Saturday, September 25, 2010

novelette, teaser 2

Super out of context, hehe. (unrevised and cut)

"He actually waved at me, and it was the first time I had seen him all semester. I seriously couldn't stop smiling, I was that relieved we were okay. Then, while I was walking with this goofy grin on my face, I totally forgot what my room number was. I felt like a dork."
"Relief is all you need sometimes," I said, looking up from the potato I was peeling, and Risa laughed before rolling her eyes.
"Very true, until your professor gives you a dirty look for being three minutes late."
"You really forgot where you were going?" I thought she had meant it as an expression, emphasizing the dream world she so often lived in and told her stories through.
Risa nodded, throwing a piece of cabbage at me. "Yep, I did. I sure did."

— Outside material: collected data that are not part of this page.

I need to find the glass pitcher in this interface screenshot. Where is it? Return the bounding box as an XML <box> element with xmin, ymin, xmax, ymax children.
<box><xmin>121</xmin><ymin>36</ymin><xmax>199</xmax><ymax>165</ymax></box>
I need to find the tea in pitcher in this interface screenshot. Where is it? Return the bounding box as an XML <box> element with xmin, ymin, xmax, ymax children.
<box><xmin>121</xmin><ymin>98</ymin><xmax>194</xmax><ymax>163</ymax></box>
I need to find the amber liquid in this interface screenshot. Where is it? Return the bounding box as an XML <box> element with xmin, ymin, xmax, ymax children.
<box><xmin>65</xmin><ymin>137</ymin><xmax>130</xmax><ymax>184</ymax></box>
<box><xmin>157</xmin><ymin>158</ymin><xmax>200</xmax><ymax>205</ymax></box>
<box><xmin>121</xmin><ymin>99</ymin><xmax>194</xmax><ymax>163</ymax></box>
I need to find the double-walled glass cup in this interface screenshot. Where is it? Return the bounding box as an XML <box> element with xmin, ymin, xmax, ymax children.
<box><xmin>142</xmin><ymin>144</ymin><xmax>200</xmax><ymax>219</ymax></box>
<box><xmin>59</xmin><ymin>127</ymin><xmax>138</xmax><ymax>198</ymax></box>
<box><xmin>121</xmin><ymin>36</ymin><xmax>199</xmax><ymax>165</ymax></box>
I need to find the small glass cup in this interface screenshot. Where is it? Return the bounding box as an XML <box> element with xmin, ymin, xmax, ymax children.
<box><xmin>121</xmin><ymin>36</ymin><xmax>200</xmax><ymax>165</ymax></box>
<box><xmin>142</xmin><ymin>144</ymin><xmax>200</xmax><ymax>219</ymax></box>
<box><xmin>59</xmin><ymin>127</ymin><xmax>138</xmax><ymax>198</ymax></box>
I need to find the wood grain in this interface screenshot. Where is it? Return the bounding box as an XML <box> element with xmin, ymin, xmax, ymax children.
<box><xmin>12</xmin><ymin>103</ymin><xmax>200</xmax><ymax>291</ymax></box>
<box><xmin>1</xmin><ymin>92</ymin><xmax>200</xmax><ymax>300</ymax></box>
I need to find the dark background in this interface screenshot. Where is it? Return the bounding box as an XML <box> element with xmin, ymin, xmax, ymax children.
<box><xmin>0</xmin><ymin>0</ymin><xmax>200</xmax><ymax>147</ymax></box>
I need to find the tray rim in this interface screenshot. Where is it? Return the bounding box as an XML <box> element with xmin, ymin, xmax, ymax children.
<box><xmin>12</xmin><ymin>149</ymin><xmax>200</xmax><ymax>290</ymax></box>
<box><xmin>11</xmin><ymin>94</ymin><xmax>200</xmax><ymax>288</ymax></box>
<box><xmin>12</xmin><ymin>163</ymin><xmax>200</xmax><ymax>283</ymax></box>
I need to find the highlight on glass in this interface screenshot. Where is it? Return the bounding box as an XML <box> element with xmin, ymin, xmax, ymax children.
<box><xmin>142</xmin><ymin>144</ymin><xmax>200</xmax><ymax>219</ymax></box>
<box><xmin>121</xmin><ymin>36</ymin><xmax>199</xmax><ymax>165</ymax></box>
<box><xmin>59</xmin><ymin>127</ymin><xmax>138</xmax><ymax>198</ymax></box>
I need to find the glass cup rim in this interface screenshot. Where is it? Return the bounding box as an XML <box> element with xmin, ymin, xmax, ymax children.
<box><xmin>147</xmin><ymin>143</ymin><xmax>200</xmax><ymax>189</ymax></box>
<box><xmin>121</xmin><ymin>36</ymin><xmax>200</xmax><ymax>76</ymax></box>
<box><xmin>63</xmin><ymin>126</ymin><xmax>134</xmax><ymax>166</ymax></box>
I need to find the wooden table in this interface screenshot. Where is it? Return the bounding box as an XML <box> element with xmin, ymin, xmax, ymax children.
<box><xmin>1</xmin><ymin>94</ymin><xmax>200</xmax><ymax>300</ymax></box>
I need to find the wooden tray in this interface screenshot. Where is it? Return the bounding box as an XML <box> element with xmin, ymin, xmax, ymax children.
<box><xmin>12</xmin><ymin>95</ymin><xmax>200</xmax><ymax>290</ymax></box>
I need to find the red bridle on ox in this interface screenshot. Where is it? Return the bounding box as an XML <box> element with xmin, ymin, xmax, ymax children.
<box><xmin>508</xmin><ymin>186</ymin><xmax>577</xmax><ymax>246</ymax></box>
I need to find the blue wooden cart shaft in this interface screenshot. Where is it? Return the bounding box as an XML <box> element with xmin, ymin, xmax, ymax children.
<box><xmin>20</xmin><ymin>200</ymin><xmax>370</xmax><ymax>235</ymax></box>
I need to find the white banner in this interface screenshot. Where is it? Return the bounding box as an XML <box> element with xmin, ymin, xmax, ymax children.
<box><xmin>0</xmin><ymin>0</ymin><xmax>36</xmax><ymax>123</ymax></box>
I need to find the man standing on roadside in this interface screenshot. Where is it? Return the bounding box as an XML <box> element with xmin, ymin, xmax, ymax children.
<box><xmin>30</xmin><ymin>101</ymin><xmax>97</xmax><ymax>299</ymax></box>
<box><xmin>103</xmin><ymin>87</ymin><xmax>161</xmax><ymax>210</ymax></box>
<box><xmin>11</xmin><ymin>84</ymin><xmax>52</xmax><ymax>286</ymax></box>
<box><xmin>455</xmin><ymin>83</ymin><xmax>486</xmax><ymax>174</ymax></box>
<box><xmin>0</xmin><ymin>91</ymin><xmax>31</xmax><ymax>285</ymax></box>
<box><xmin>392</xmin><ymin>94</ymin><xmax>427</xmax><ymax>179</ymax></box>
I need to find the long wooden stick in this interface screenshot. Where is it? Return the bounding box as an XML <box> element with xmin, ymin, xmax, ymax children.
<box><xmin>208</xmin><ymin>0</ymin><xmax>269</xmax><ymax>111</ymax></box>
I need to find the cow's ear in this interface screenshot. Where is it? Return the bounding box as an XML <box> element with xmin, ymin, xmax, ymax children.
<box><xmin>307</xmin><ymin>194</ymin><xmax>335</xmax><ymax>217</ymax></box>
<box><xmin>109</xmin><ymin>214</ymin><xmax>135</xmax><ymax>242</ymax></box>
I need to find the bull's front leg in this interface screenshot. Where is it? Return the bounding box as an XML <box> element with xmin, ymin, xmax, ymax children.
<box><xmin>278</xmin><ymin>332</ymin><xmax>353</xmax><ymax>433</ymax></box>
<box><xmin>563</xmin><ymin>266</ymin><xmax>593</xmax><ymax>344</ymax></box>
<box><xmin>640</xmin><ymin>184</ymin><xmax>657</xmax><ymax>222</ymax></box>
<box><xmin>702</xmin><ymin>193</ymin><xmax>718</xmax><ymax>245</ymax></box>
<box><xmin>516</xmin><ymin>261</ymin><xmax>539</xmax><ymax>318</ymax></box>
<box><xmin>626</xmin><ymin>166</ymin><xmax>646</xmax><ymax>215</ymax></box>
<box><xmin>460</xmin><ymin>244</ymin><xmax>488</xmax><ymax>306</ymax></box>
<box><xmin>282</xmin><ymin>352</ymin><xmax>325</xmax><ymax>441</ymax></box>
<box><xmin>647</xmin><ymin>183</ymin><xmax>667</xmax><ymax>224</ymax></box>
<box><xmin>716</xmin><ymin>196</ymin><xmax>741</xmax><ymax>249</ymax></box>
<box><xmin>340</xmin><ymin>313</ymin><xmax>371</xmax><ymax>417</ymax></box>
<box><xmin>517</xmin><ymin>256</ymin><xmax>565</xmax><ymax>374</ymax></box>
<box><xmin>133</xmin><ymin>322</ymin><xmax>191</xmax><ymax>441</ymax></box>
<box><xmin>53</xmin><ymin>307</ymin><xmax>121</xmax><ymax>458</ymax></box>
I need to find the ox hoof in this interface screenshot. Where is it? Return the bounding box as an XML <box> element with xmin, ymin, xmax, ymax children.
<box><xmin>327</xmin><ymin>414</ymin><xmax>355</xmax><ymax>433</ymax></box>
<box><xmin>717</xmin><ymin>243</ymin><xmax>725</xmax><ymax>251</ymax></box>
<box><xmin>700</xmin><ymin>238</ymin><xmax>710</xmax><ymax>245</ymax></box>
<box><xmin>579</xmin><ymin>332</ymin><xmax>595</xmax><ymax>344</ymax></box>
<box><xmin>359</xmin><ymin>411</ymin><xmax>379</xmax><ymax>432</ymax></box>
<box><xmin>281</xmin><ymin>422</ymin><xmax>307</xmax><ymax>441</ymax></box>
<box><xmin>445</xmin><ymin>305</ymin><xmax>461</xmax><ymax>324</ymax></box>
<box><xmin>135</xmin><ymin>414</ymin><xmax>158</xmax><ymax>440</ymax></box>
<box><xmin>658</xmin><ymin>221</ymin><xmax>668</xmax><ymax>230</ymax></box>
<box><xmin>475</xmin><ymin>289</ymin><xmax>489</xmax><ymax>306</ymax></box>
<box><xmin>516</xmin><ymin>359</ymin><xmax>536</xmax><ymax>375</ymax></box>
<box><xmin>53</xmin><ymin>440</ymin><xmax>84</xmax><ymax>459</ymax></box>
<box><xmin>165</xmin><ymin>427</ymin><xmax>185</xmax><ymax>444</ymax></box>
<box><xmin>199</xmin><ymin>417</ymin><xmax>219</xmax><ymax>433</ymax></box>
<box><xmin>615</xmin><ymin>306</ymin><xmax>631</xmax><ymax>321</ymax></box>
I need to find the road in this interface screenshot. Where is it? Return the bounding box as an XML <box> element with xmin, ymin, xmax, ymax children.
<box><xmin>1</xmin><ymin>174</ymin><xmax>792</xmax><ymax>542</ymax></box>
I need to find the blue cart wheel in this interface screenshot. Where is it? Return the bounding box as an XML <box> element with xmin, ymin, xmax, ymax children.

It was a nice day for a picnic, the sky completely covered by wispy clouds but not enough to completely block out the sunlight. Risa was lying down on the grass towards the edge of the field, laughing and repeatedly insisting the six-year-olds around her to listen up. Lock was helping Mary carry food out from the cafeteria inside the building, the squeaky back door propped open by Walker, the janitor. Parents were just starting to arrive, and the ones who were already here whispered quietly to each other a few feet away from the big tent and field where their kids were running around or already eating.
A little girl came up to me, asking if I could help her open her juice bottle. As I took off the cap and handed over the bottle, I couldn't help but realize the days were starting to get chilly; summer was slowly coming to an end and college was crawling in just around the corner. I immediately felt alarmed, wondering if I still had time to buy school supplies, if my dormmate and I were going to get along okay, if classes were going to be overwhelming. One of the staff workers came then, running with a cell phone in her hands, looking alarmed.
"Emma!" she called. "Is Emma here? I have a doctor on the line."
My mind rapidly returning to the present, I stood up slowly while Lock and Mary both turned around to stare at me from the food table. The little girl's juice cap fell from my lap, and she reached under the table to retrieve it.
The staff worker sprinted over, running her hands through her tangled hair. "It's the doctor, it's your grandfather, he's in the hospital," she whispered, her words tumbling out so fast I could hardly catch up. "They said it wasn't an emergency but they needed for you--"
"I got it," I said as she pressed the phone into my hand, even more worried than I was. "Thanks."
* * *
By the time I got back from the hospital, two and a half hours later, there were still three or four children sitting around, their parents absorbed in a deep conversation. Risa was cleaning up the arts&crafts table but she noticed me just standing there and strode over. "How do you feel?" she asked, putting down a bucket of sanitizer, and I gazed across the field, emptied of the children we had worked with all summer and instead littered with juice boxes and aluminum foil. Coy robins flew down from nowhere, timidly poking at bread crust and fluttering off when the squirrels came.
I considered how to answer this, because the past three hours had been a huge blur.
"Are you still worried? A little tired?"
"I guess I'm relieved," I said simply, and she broke into a satisfied smile, her arms coming around my shoulder. I didn't say anything and she didn't either. She sat us down and we stayed like that for a while, and when Lock looked on from sweeping the sidewalks, a little anxious, she smiled at him too to reassure him that everything was going to be okay. After a few minutes, I said, "I feel like if I nodded off now, I could sleep forever. There's just too much to think about." And there was. But if anything, I did know that the world wasn't going to end right away, with this summer slowly coming full circle to completion. Everything was returning back to the way it had been, the changes that had come leaving without a trace, noted only in our new smiles and memories.
"I'm glad, though," Risa said, and then she winked at me. She tousled my hair as if she were my mother, or an older sister, letting me know she was going back to work, and then leaned over to retrieve her bucket. "Relief is all you need sometimes, after all."